Westfield

Applicant seeking environmental plan modifications

WESTFIELD – The Conservation Commission last night continued the hearing on a plan to daylight a stream piped through the sixth hole of Shaker Farms Country Club, an issue which has been on the board’s agenda for nearly a year.
Consultant Rob Levesque asked the board to continue the hearing, which has happened routinely since October of 1013, to allow further discussion with city officials and the country club owners on a plan to resolve the issues created by the city’s stormwater drainage system at 866 Shaker Road.
The daylighting project was delayed for months while it was under review by the Army Corps of Engineers, which has jurisdiction over all waterways and related water control structures in the country.
Shaker Farms Country Club owner, Dan Kotowitz, appearing before the Board of Public Works in October of 2013, said that “a huge amount of runoff” from the stormwater pipe collecting water in the Falley Drive neighborhood is flooding the course near the sixth green.

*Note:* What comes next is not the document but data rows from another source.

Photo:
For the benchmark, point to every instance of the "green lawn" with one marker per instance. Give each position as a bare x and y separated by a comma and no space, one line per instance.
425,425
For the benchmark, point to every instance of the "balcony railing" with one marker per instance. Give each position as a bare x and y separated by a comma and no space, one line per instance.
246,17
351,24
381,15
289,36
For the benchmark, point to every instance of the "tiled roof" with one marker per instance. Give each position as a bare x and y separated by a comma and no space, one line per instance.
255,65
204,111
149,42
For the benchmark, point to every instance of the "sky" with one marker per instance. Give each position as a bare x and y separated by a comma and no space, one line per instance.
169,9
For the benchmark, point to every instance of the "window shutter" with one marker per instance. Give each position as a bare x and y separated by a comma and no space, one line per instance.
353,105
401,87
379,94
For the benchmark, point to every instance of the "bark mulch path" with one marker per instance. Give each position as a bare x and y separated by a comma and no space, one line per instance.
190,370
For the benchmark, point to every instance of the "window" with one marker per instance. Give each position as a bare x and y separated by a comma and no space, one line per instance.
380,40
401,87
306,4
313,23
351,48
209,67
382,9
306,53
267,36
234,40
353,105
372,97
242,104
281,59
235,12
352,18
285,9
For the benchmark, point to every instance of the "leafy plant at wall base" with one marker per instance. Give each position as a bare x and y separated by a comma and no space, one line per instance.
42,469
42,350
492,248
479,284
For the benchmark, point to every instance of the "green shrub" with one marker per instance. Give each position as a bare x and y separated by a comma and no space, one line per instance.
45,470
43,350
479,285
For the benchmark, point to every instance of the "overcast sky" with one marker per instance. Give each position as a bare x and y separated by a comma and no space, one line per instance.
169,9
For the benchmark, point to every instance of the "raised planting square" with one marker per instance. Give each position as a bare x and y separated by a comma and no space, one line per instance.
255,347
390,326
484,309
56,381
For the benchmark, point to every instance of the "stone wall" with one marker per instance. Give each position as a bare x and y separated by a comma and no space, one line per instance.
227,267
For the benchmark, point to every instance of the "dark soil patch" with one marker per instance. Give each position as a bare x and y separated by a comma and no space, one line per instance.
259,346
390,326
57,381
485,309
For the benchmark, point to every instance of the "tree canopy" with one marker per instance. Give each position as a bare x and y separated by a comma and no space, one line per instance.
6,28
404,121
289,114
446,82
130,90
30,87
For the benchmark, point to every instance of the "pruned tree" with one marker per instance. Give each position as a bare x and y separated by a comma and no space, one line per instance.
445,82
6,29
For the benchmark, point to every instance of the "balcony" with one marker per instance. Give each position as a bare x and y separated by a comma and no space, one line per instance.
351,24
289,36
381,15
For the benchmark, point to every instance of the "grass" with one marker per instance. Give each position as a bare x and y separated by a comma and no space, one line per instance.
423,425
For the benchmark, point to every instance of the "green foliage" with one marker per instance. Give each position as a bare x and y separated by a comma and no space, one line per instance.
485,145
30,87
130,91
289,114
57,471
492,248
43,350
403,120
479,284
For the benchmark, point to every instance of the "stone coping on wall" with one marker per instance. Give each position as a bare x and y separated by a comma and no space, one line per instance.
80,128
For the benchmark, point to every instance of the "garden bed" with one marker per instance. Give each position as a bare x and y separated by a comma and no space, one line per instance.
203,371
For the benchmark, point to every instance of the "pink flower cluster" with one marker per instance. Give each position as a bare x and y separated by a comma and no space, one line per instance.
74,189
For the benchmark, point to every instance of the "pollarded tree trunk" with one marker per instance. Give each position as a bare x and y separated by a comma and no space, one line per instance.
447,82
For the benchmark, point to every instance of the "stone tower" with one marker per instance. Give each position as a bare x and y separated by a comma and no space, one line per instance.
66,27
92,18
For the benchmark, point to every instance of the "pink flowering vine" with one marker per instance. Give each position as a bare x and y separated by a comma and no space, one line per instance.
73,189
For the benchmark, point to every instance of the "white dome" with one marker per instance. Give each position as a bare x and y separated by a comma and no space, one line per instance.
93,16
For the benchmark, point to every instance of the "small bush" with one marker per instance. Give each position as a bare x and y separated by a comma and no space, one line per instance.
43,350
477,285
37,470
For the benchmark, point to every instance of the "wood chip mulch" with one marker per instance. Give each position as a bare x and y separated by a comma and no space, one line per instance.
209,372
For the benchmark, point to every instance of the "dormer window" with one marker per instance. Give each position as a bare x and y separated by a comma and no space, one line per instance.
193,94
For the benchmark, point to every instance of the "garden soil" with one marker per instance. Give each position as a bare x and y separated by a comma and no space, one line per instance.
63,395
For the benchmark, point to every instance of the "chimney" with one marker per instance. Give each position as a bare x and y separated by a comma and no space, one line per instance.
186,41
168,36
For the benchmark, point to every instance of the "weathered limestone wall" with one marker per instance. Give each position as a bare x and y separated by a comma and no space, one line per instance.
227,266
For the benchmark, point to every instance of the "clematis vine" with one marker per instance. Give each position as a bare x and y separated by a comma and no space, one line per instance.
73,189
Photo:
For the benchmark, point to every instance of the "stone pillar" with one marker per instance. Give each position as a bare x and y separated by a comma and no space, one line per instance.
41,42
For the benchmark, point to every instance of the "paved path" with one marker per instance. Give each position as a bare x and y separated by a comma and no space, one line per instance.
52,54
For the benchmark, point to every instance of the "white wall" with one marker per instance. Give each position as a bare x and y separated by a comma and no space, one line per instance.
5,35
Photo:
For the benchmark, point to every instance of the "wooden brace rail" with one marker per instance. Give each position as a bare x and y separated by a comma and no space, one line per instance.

Kotowitz said at the BPW meeting that the sixth hole, a 565-yard uphill dogleg and the hardest hole on the course, lies at the bottom of the Shaker Heights bluff. Kotowitz said the water “is coming down onto our property” from the bluff and requested the Board of Public Works to take what action the city could take to eliminate that storm-related flooding.
The city had already hired R. Levesque & Associates to design a solution to the problem prior to that meeting. The Conservation Commission opened its hearing at its Oct. 10th session to determine what environmental impact would result from removing the pipe carrying water under the course.

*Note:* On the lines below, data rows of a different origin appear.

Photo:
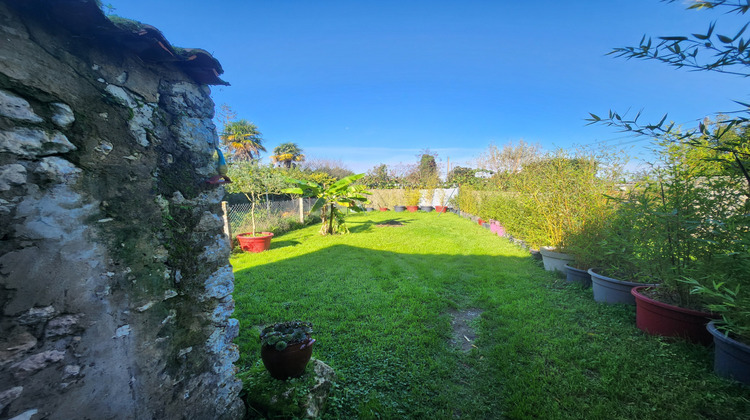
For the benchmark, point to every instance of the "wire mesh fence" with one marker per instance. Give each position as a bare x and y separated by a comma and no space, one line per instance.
269,215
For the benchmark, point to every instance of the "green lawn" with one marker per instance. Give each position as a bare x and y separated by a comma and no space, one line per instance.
381,300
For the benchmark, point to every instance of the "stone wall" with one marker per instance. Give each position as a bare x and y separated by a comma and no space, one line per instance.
115,286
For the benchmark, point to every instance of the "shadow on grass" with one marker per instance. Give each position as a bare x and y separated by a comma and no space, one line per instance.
367,225
383,317
282,244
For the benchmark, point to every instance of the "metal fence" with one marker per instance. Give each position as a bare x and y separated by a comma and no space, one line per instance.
269,215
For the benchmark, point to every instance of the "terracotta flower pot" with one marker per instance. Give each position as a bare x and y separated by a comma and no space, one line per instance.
731,357
659,318
287,363
609,290
259,243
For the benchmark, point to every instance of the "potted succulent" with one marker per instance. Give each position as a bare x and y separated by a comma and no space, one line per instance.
286,347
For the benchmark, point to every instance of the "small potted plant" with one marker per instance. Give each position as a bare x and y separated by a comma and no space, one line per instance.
412,196
441,199
286,348
254,181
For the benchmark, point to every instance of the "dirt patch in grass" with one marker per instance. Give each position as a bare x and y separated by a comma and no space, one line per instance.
390,223
464,333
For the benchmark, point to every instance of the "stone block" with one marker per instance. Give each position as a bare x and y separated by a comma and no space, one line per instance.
17,108
62,115
32,142
12,175
36,362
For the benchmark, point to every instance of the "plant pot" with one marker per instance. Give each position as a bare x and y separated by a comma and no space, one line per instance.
575,275
259,243
659,318
609,290
554,261
287,363
731,357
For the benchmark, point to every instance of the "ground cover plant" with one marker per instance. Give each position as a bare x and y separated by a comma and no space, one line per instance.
385,301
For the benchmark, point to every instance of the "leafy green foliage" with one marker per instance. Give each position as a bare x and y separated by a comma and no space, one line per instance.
342,193
243,139
254,180
692,218
379,177
283,334
287,154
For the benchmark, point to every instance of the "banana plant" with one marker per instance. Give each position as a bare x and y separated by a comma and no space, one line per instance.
330,198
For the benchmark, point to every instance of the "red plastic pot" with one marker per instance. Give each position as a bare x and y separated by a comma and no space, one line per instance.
659,318
259,243
287,363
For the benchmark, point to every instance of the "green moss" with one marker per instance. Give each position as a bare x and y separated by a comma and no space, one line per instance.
273,398
126,24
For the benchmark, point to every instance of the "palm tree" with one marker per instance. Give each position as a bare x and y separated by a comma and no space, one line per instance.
287,154
243,140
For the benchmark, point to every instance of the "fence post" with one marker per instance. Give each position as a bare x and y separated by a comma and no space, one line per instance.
227,227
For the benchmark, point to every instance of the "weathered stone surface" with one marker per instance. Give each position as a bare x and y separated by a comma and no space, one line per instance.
12,175
17,108
26,415
71,371
217,251
129,287
220,284
36,362
104,147
36,315
32,142
62,115
57,169
141,112
50,216
190,98
209,222
15,344
223,310
197,134
7,396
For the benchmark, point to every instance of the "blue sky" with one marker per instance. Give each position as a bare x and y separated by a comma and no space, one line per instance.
369,82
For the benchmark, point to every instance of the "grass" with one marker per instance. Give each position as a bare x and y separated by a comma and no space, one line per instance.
381,300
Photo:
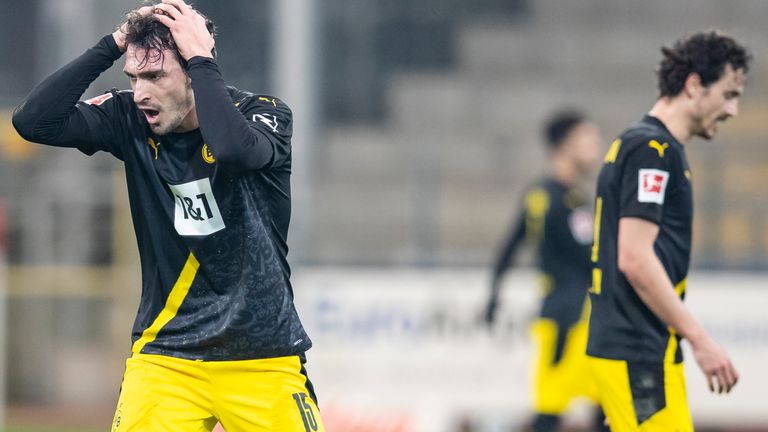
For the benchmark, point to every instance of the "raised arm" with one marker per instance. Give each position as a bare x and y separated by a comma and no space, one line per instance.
50,114
234,140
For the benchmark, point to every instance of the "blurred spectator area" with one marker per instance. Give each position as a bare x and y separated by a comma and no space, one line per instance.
430,114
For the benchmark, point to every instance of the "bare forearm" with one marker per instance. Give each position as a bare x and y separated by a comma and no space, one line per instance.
46,113
649,279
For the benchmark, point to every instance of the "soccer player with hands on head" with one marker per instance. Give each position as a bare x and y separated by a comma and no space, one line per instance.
216,337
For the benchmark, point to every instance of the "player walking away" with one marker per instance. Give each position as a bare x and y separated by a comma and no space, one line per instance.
642,242
216,336
557,220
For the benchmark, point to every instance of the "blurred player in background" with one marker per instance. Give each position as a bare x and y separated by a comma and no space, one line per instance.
556,219
208,170
644,212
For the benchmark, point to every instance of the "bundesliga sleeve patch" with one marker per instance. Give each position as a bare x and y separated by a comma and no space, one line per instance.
651,185
98,100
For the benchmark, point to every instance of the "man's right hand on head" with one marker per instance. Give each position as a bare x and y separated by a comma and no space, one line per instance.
119,34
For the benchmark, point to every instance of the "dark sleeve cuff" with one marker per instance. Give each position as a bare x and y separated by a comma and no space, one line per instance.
202,62
108,44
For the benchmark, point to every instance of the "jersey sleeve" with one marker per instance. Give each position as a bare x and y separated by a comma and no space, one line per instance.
53,115
242,135
93,126
646,179
271,119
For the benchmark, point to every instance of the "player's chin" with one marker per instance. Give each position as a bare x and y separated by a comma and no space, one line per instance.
709,133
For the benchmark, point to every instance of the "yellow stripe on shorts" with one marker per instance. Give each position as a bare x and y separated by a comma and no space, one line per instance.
669,355
175,298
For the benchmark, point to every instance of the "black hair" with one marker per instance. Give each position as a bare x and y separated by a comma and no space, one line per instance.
703,53
559,125
145,32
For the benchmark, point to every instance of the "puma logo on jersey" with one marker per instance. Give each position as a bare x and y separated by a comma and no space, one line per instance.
265,118
155,146
661,148
98,100
207,155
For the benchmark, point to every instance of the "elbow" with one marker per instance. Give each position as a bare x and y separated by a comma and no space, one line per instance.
629,263
245,156
24,123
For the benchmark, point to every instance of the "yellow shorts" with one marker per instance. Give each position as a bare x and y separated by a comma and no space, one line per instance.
557,382
644,397
166,394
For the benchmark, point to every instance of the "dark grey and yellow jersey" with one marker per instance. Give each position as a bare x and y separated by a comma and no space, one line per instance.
556,220
645,176
210,208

Levesque said that the state Department of Environmental Protection is now involved in the environmental review process.
Levesque said he and his staff “met with city officials and the Shaker Farms owners” and presented “option that are less impactful to wetlands” because of the DEP’s ruling that daylighting the piped stormwater would have to be protected y federal and state laws and regulations.

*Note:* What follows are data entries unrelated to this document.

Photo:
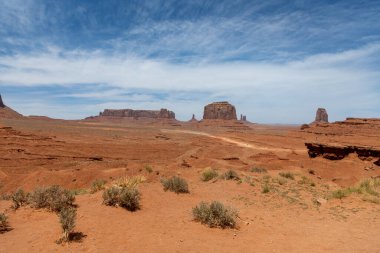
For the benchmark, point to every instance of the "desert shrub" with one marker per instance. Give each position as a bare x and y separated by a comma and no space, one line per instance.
266,188
53,198
279,180
340,194
209,174
368,188
306,181
111,196
288,175
130,182
67,218
175,184
258,170
148,169
129,198
79,191
98,185
231,175
3,222
215,215
19,199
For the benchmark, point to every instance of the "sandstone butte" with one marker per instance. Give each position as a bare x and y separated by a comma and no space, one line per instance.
322,116
220,110
129,113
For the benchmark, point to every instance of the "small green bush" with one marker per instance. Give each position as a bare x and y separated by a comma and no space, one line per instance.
288,175
111,196
258,170
53,198
340,194
266,188
19,199
129,198
231,175
215,215
4,226
67,218
98,185
175,184
209,174
126,197
148,169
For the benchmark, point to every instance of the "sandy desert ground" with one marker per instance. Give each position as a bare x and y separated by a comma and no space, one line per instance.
296,215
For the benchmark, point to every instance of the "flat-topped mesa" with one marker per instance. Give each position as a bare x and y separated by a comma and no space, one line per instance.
322,116
243,117
193,119
129,113
220,110
2,105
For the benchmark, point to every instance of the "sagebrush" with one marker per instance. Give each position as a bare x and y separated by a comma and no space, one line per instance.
215,214
67,218
175,184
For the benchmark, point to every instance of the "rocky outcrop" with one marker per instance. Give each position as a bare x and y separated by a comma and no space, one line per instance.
2,105
321,116
338,152
220,110
193,119
129,113
243,117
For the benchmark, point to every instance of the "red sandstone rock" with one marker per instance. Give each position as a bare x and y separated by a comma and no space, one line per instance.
161,114
2,105
220,110
321,116
193,119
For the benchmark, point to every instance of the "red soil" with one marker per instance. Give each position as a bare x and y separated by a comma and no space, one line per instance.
37,152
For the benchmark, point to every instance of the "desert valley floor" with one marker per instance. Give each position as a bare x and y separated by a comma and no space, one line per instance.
295,215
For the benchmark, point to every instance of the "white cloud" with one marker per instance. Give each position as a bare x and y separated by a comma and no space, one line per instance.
286,92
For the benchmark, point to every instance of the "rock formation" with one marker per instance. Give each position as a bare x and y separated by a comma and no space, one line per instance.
220,110
338,152
129,113
321,116
193,119
2,105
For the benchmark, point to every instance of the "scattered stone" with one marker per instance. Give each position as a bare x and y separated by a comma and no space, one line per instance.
220,110
322,116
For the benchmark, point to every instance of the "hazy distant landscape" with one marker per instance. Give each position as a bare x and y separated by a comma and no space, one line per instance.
189,126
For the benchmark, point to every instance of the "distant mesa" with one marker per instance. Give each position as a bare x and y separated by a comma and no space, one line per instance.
2,105
6,112
321,116
193,119
220,110
135,114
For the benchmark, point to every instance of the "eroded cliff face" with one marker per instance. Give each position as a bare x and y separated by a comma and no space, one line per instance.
337,140
220,110
129,113
322,116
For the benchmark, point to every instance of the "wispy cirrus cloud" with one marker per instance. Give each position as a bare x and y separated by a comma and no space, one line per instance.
276,61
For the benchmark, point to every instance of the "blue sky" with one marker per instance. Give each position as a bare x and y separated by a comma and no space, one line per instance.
276,61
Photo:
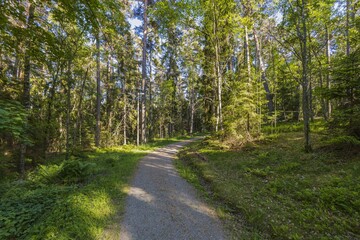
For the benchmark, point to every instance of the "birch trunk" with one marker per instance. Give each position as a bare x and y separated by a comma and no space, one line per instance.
26,86
98,93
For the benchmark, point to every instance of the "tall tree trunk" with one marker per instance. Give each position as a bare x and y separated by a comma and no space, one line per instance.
269,96
248,64
192,110
328,83
218,74
98,92
347,27
26,86
125,111
79,109
68,110
138,119
302,34
143,83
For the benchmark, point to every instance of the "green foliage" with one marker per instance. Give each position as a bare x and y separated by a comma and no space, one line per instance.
74,199
13,120
344,140
21,208
68,172
280,191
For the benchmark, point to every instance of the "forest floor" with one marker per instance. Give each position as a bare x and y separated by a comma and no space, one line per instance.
162,205
272,189
81,198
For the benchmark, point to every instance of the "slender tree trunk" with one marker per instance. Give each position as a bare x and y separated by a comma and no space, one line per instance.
302,33
68,110
269,96
143,83
125,111
248,64
98,92
347,27
218,74
138,119
192,110
328,83
78,115
50,108
26,86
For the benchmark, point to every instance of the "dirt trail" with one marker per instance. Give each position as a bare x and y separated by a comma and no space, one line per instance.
162,205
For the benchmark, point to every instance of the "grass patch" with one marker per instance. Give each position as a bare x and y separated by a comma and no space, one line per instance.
82,198
271,189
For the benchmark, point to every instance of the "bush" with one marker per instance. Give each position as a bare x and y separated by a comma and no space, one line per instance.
68,172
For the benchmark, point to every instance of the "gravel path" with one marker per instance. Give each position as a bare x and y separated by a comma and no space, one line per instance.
162,205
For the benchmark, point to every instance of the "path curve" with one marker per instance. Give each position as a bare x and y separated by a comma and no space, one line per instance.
162,205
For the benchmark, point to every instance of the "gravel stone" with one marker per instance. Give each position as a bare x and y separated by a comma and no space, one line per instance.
162,205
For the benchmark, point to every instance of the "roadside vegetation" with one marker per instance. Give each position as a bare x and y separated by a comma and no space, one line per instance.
79,198
271,189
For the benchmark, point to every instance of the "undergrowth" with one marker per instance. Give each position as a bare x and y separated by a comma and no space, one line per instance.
271,189
80,198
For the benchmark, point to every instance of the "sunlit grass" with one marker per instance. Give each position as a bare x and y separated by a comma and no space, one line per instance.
280,191
46,207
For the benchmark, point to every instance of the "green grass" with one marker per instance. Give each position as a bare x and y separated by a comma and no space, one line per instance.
271,189
78,199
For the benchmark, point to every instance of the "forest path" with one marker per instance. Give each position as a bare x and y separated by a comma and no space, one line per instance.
162,205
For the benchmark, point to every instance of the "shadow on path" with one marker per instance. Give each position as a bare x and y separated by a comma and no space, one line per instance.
162,205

“Because of the DEP’s ruling they would not be able to maintain the fairway,” Levesque said. “It’s going on at golf courses all over western Massachusetts.
“The DEP sees it as becoming a bordering wetland and they would not be allowed to maintain or mow the fairway,” Levesque said.
Levesque said he plans to walk the site with city officials and the country club owners to determine what other action is an option to daylighting the stormwater drainage system.
The commission voted to continue the hearing to its Nov. 25 session to allow time for alternative solutions to be identified and a plan developed.